USB branding could become a little easier to understand

Getting rid of some names might not change much. 
The group in charge of USB wants to make it easier for you to know what different cables and ports can do. It is trying to get rid of names like SuperSpeed and USB4 to make things easier, but manufacturers may not follow suit.


The steps are part of a larger effort by the USB Implementers Forum (USB-IF) to change the name of the USB standards. Last year, the group got new logos for cables, ports, and packaging. The Verge spoke with Jeff Ravencraft, president and chief operating officer of USB-IF, who told The Verge that the new branding is meant to help people understand what the standards can do in terms of data transfer speeds, performance, and charging speeds.

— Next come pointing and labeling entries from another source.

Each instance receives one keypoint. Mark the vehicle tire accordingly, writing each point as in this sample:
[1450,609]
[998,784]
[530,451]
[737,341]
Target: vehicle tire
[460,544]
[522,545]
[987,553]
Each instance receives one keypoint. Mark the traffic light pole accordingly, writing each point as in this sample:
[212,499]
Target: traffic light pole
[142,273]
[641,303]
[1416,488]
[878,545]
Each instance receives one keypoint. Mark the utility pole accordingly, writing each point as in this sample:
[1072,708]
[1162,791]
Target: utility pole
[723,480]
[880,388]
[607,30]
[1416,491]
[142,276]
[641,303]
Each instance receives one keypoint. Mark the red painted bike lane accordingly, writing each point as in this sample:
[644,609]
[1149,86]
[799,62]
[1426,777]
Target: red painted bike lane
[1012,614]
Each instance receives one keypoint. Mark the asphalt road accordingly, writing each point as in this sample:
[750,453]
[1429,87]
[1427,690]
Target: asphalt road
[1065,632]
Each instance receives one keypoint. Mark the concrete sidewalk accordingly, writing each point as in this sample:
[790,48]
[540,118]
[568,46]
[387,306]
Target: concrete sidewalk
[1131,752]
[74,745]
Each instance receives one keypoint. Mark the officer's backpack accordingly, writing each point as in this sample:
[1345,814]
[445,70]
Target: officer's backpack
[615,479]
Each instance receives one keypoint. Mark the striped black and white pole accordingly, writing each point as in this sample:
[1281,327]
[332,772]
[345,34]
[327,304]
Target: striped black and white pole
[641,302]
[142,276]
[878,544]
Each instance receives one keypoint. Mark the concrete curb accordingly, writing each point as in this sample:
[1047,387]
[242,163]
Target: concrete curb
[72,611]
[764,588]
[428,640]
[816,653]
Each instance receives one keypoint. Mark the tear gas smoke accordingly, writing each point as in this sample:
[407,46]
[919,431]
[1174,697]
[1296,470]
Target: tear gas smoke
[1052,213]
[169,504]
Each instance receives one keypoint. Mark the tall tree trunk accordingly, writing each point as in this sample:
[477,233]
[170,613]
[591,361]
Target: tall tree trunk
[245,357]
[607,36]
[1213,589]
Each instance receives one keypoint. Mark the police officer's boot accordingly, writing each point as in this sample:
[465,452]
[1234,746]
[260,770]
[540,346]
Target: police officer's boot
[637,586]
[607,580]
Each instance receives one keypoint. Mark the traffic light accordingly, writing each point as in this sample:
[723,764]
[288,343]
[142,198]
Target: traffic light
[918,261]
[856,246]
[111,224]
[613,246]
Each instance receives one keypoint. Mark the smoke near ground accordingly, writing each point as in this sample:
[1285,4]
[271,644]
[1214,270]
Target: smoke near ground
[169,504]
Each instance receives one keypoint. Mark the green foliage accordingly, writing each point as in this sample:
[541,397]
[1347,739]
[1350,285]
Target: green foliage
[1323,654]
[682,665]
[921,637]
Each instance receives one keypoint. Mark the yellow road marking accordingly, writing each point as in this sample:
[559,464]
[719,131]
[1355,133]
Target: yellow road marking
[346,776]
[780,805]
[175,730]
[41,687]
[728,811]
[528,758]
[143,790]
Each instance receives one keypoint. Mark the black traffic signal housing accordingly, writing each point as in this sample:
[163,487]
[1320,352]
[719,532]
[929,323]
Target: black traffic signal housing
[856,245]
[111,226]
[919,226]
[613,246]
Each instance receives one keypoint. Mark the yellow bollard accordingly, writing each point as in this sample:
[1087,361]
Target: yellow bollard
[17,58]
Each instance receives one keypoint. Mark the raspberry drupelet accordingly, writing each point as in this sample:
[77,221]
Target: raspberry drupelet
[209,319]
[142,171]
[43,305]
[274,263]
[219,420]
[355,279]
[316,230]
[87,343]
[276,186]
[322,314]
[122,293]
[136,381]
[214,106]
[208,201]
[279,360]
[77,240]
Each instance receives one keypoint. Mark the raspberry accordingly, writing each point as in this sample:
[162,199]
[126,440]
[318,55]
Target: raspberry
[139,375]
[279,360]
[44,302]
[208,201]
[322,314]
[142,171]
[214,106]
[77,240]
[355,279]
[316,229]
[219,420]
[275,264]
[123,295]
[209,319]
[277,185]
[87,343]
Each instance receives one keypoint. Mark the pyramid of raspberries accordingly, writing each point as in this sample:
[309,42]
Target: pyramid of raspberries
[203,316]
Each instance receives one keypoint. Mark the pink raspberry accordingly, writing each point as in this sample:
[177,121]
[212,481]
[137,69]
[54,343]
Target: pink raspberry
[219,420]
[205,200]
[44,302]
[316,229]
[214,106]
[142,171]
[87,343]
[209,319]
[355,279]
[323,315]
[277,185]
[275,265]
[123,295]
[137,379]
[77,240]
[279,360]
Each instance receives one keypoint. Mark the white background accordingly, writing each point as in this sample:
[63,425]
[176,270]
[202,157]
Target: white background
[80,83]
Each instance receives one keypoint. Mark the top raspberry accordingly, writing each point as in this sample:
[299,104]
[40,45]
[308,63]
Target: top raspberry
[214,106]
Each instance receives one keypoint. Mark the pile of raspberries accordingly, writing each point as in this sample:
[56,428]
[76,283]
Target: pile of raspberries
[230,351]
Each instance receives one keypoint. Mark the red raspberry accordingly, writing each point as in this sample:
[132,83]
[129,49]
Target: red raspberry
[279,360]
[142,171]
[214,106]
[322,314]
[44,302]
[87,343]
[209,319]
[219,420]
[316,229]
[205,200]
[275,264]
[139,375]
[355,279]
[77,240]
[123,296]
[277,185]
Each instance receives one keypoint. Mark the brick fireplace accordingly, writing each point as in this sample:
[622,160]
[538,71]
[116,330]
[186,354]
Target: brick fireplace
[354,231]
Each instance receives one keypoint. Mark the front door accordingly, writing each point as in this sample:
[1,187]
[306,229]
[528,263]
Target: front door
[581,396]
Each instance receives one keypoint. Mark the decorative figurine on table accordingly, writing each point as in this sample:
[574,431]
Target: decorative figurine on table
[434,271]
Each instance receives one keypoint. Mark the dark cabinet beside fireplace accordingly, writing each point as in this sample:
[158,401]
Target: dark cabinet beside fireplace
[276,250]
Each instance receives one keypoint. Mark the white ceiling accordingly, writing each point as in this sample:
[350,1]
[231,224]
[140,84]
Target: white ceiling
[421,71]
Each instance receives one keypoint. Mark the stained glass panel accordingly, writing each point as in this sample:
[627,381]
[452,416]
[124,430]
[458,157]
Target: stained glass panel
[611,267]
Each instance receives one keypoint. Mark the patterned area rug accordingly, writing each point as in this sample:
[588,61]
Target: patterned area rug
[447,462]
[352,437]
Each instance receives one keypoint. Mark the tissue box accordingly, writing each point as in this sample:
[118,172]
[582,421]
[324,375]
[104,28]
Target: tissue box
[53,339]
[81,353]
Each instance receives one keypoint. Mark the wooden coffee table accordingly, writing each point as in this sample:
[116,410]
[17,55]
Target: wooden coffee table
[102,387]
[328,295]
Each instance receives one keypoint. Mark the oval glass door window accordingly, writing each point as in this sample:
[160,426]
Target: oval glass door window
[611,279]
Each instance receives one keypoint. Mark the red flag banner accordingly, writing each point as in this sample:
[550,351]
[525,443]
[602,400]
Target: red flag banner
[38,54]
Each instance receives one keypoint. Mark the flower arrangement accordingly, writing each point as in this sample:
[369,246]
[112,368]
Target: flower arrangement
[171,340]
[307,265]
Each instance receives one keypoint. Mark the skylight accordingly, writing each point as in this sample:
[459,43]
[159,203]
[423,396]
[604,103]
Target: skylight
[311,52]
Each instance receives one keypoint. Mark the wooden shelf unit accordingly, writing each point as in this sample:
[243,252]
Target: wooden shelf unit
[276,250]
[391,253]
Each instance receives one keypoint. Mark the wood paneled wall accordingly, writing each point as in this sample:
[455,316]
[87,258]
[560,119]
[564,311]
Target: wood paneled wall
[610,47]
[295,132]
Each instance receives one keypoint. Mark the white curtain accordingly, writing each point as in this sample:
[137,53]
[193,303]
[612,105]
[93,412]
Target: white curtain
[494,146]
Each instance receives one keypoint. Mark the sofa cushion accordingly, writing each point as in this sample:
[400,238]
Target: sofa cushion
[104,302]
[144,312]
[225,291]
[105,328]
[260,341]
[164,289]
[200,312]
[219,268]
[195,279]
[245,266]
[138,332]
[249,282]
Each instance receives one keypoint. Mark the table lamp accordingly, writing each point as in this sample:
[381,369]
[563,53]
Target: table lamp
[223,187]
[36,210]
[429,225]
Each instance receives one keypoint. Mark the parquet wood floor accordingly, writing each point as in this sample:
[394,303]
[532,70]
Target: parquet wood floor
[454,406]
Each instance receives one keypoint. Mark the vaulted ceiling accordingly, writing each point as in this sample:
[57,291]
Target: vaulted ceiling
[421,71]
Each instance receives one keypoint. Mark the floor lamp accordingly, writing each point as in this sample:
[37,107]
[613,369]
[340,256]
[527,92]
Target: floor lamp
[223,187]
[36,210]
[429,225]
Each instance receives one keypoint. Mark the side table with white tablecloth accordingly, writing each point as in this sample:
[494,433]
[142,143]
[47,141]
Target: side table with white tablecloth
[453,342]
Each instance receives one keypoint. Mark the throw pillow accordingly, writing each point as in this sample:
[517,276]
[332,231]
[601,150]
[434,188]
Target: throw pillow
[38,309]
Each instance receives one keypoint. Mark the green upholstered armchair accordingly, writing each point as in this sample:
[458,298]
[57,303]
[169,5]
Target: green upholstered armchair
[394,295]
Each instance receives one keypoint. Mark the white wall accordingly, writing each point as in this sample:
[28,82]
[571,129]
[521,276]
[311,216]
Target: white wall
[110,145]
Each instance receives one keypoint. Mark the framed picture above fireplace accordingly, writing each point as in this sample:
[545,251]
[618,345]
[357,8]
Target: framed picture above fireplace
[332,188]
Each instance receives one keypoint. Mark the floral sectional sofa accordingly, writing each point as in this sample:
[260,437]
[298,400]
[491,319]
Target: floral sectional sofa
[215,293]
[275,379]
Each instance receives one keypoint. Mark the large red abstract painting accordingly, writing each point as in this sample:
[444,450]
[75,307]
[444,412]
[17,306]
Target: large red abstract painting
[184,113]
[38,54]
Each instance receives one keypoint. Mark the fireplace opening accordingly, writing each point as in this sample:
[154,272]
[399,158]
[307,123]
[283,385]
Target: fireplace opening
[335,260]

SuperSpeed, also called USB 3, has been around for more than ten years. You may have seen it on cable boxes with USB ports. Going forward, USB-IF wants cable makers to say “USB 10Gbps” instead of “SuperSpeed USB 10Gbps” and “USB 20Gbps” instead of “USB4 20Gbps.” Meanwhile, USB-C cables that have been approved by the USB-IF will have to show both how fast they transfer data and how much power they use to charge.

USB branding could

The changes just went into effect, and by the end of the year, labels and packaging could start to show the new branding. The branding rules apply to products with any type of USB port, except USB 1.0 and USB 2.0, which aren’t used much anymore (aka USB Hi-Speed). The USB-IF thinks that using “USB 480Mbps” in this case might confuse people who might see it on packaging and think it’s faster than USB 5Gbps just because the number is bigger.

The rebranding rules only apply to USB-IF-certified devices and cables. But because USB is an open standard (unlike, say, Thunderbolt 4), there’s nothing stopping manufacturers from using SuperSpeed and USB4 branding if they really want to, as The Verge points out. As a result, it is still unclear how much these changes will help people who just need a cable for their device.

It’s hard enough to figure out which cable you need. For example, connectors and ports for Thunderbolt 3 and Thunderbolt 4 look the same as those for USB-C. Even with the new rules, it won’t be easy to tell if a cable supports DisplayPort or a certain fast-charging standard.

At least on the surface, these seem like good ways to clear up confusion and get rid of extra words. Still, it’s not clear if getting rid of the name “SuperSpeed,” which wasn’t used as much as “USB 3” anyway, will help most users understand what’s going on. Even if it did matter, it might not matter much because more and more people are using USB-C as a more universal standard, which is the whole point of USB.